这是谷雨节气,雨生百谷,故曰谷雨。大地上的草木已经渐次醒来,就连我家门前的那株老枣树,皴裂的树皮上也萌发出婴孩眼神般清澈的嫩芽。在学校,那首古老的诗歌已经背得烂熟,“春眠不觉晓,处处闻啼鸟。”二皮淘气,新来的梅子老师粉笔刷的一声砸了过来,说,二皮,你刚才念的什么?二皮摇头晃脑念:春眠不觉晓,处处蚊子咬。教室里顿时乱成一锅粥。梅子老师脸上飞起红晕,一跺脚,去找校长告状。

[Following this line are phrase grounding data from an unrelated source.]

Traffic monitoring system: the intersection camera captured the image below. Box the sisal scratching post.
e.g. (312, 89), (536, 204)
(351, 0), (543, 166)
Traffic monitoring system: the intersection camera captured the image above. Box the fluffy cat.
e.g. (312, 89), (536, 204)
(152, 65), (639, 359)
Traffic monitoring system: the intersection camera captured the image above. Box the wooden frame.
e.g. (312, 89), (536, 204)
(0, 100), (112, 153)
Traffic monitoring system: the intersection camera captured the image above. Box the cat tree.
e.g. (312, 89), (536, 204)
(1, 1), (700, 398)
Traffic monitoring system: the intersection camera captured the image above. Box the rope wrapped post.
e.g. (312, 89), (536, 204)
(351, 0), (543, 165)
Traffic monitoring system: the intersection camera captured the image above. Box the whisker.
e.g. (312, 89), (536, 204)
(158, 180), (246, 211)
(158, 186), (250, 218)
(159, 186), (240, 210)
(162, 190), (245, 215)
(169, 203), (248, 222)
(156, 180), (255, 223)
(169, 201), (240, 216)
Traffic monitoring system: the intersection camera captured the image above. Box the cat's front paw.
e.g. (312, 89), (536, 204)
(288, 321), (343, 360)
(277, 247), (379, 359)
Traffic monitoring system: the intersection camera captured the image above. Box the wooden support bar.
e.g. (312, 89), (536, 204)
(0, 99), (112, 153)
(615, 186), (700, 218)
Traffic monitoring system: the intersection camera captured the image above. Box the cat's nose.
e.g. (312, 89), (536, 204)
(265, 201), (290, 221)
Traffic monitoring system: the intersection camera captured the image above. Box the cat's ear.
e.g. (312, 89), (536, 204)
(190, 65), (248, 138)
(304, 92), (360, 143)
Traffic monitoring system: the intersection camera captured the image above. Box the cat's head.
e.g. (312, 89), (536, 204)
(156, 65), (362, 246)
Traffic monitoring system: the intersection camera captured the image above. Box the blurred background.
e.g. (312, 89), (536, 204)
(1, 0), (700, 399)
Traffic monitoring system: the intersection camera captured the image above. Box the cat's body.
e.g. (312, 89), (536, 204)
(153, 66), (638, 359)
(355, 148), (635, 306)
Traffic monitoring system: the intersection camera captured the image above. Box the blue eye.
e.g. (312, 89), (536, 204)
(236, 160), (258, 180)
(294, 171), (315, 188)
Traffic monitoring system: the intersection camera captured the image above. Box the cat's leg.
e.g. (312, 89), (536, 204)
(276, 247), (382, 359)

离学校不远,有一片老场,麦秸垛一个连着一个,麦草有着旧时光的暗黄。过不了多久,这些暗黄的麦秸垛就会消失,取而代之的是新轧的麦秸,刀刃般折射明亮的日光。
脱去了束缚的棉衣,每个人都像从森林里钻出来的野猴子,哧溜一声爬上一株大桑树。桑树上有鹧鸪的鸟巢,咕咕,咕咕,树枝摇晃,也舍不得飞走。二皮上去查看,厚厚的麦草里有几只鸟蛋。我们不惦记鸟蛋,桑葚才是可口的美味。这是一株结白色桑葚的桑树,过了许多年,走了很多地方,再没有见过这样一类树种,有时我想,记忆中所有的物事大概都是前世安排好了,只能遇见一次;再想起,早已化作往日烟云。

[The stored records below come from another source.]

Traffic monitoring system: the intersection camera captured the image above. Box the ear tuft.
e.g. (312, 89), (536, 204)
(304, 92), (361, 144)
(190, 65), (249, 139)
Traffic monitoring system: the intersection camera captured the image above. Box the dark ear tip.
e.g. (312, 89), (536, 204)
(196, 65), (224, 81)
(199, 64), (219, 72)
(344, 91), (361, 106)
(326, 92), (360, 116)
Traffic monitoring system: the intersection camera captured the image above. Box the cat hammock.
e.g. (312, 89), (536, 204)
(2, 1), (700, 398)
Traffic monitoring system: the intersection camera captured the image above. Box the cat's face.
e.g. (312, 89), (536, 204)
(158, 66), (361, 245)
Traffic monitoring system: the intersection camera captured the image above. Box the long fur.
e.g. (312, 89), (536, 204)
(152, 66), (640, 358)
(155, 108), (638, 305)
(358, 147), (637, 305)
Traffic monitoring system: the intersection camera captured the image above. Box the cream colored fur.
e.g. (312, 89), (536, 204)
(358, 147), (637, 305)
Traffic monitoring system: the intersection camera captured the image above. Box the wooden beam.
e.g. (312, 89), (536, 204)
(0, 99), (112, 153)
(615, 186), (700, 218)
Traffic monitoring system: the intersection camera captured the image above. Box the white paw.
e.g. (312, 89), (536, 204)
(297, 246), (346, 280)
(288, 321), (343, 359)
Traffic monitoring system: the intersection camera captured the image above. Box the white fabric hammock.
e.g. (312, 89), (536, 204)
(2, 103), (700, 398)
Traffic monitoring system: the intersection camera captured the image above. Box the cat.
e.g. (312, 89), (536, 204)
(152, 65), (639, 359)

你可以想象这样的画面,一株粗大的桑树上结满白色的桑葚,莹润,饱满,像一颗颗通灵宝玉。柔韧的枝条上爬满孩子的笑声,有的躺卧在树杈上,吃饱了小憩;有的爬上最高的枝头,指着一座破旧的院落——那就是我家;有的在低矮处倒挂金钩,以此吸引小女孩儿的渴求、热烈的目光——树根哥,求你,帮我摇那根桑葚最稠密的枝条。光影斑驳,那些一哄而散的孩子如今都去向何方,老桑树寂寞,终于在某天被一场风暴连根拔起,一个村庄都听见轰然倒下的声音。

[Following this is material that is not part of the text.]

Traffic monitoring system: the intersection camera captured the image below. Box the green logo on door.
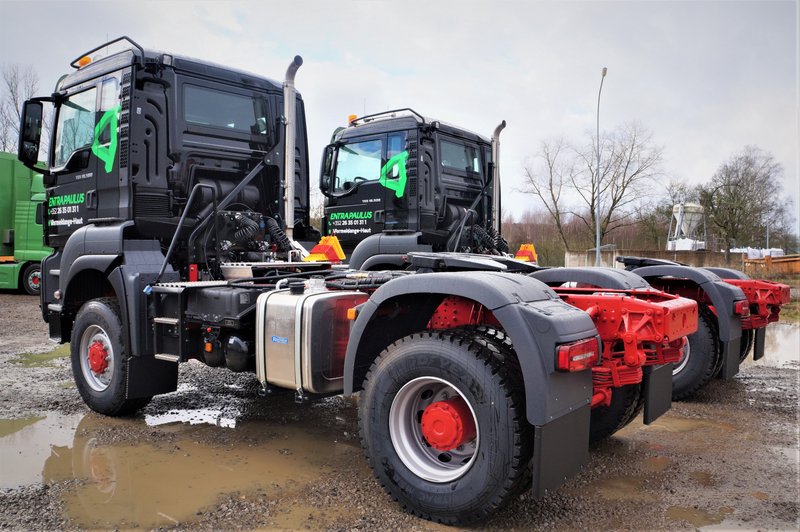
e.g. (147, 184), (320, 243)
(378, 150), (409, 198)
(91, 105), (120, 173)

田野里的麦子已经停止拔节,在由春而夏的季节转换中终于停下脚步。在接下来的日子,抽穗,开花,灌浆,完成生命的又一个轮回。这时候太需要一场雨了,龟裂的泥土露出麦子纤细的根须。却无端飘起一场浩荡的“雪”,柳絮,杨花,在朗日的照耀下成熟,脱离母体。钻进木根爷家山羊的鼻孔里,连着打了几个喷嚏,眼神中充满质疑——明明是春天了呀,哪来的一场雪。沾染在姑娘的睫毛上,揉了揉眼睛,却冷不防自行车撞上了前面的行人,刚要说声对不起,才发现是去年冬天刚刚介绍的男朋友,羞红了脸,任由那青年喊,急匆匆骑着车子离去。
清明停雪,谷雨停霜,这时的霜雪已经变幻为氤氲的地气。走在黄昏的暮色中,麦子上空像一层低矮的云层。蛰伏的虫儿们遵循早睡晚起的习惯,尚不能适应早晚较大的温差。古时对雨的称谓,不像现在小雨、中雨、大雨、暴雨的说法,简单粗暴,古人多有浪漫主义情怀,按照节气对应,以情感作为依托,将雨分为喜雨、德雨、及时雨、淫雨、孽雨,好像雨也是一个庞大的家族,家族里的兄弟性格各不相同,有的温顺如君子,有的狂躁似暴君。
下在谷雨的雨多为君子,龟裂的地皮像干咳的嘴唇在等待,雷神敲响鼓槌,风神震荡云层,雨神步态若有儒风,款款而至。
下雨了,一候萍始生,村东的池塘里漂浮着几朵小小的绿,那绿摇荡着,过不了多少日子就布满了水面,涉水的八脚蜘蛛停在上面休憩,出来舒活筋骨的青蛙从松尾芭蕉的俳句里一跃跳进池塘中,燕子低飞,在雨中寻觅捕捉扇动翅膀的小虫。
下雨了,老槐树上的鹧鸪慌忙从田野上归来,张开翅膀护住刚刚破壳的儿女,风大雨大都不怕,母亲在的地方就是家。
下雨了,老桑树上的玉样桑葚从树间跌落,顽皮的孩子们各回各家,各找各妈。童年结束,有些光影适合在以后的光阴里重温,雨滴落下瓦当,敲响的是一曲童年恋歌。戴胜还在麦秸垛上寻寻觅觅,也许吃够了桑葚,找几粒陈年的麦子打打牙祭。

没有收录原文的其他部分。